Lloyd Isaacson, Byron Shire Council’s Team Leader Resource Recovery, said Council will model the financial impacts as more information comes to light on the timeframes, structure and amount of the Queensland levy.

The Queensland Government has stated that this will likely be towards the end of the 2018 calendar year.

“In the short term, whilst we are developing our Integrated Waste Management and Resource Recovery Strategy, Council will continue to send waste to Queensland,” Mr Isaacson said.

“Byron Council is one of several councils in the Northern Rivers that currently sends waste to Queensland and in 2016/17 10,875 tonnes were taken to the TiTree Bioreactor and the New Chum inert landfill facility near Ipswich,” he said.

“Byron Council takes a very considered approach to sending its waste to Queensland, weighing up not just the cost but other factors including the impact on the environment.

“The technology used in these facilities is very sophisticated and they capture landfill gases which are used to generate electricity,” he said.

“Certainly, our modelling has shown that taking into account the transportation, the disposal of waste in Queensland still provides a better environmental outcome because of the technology employed in the facilities than we can currently offer in the Byron Shire.
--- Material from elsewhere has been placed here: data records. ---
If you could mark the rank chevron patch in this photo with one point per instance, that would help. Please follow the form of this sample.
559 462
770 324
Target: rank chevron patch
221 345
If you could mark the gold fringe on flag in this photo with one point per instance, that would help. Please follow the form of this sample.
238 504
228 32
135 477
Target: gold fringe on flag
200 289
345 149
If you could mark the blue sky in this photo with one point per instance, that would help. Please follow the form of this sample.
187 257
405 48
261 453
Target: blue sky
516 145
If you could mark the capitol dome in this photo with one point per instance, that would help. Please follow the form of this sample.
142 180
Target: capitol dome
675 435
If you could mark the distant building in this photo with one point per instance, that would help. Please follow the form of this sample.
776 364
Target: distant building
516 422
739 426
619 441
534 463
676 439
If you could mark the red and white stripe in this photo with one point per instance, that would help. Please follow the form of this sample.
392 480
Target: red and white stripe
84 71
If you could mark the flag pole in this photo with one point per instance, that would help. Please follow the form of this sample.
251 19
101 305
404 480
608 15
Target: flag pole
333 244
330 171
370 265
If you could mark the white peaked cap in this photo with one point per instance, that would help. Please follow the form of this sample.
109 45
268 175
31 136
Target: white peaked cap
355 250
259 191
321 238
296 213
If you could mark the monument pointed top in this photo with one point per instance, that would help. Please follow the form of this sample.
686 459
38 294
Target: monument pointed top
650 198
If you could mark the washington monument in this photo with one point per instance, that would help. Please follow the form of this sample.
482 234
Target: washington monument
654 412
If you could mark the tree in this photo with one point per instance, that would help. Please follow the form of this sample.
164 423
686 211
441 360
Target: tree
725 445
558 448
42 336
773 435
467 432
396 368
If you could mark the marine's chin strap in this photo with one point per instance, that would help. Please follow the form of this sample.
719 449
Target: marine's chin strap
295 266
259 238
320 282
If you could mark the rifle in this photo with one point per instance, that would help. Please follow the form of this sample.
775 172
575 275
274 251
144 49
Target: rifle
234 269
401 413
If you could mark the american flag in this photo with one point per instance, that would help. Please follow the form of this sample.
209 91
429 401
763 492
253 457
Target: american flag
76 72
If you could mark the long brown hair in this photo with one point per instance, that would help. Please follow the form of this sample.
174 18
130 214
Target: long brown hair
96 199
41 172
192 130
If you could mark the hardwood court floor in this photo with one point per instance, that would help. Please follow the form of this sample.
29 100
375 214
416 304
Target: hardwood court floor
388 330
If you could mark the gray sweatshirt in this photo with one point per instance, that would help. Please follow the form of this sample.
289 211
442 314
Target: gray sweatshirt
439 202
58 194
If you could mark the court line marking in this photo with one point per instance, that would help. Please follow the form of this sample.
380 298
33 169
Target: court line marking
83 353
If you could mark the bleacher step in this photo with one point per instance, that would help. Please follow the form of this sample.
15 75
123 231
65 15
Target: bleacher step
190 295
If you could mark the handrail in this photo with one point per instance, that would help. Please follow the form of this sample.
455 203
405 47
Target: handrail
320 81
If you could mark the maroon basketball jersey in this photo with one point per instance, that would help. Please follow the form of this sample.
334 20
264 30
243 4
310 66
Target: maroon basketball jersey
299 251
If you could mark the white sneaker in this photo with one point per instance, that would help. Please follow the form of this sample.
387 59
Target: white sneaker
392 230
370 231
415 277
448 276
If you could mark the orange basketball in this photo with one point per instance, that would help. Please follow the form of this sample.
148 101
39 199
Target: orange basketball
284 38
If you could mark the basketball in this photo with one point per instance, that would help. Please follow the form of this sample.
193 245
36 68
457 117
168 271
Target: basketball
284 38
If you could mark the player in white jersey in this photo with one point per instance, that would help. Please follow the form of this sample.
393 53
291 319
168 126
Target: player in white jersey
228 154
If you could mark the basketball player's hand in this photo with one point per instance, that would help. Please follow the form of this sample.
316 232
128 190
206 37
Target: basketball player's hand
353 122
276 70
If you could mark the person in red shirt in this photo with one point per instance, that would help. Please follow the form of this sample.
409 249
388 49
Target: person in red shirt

“It has also saved Council more than $850,000 in landfill levies and has prolonged the life of the Myocum landfill,” Mr Isaacson said.

“It is important for people to know Byron Shire Council is permitted to send solid waste to Queensland under the Protection of the Environment Operations (Waste) Regulation 2014 and we provide a monthly report to the NSW Environment Protection Authority outlining the volumes of waste that we send to Queensland.

“One of the key areas of focus of our new Integrated Waste Management and Resource Recovery Strategy will be working with other councils in the region to develop partnerships to manage landfill waste,” he said.

“There are a lot of new and innovative European alternative waste management technologies that are starting to come to Australia.

“These require more feedstock waste volume than the Byron Shire can provide so looking to partner with other councils in the region is important when assessing the viability of these facilities.

“These waste issues highlight the need for continued investment in innovative solutions in processing and in the Byron Shire we have a strong focus on recycling.

“In 2016/17 we diverted more than 4,500 tonnes of organic waste out of landfill and our kerbside recycling program resulted in the collection of 5,350 tonnes which was sent to the Lismore Material Recovery Facility,” Mr Isaacson said.

“We are actually diverting approximately 65% of our household rubbish into recycling and organic streams which is a great effort on the part of our community,” Mr Isaacson said.

Byron Council is upgrading the Byron Resource Recovery Centre over the next 12-18 months to promote resource recovery and recycling. 

A high-tech composting system for garden waste is now operating and the product will be available for sale to the community in April 2018.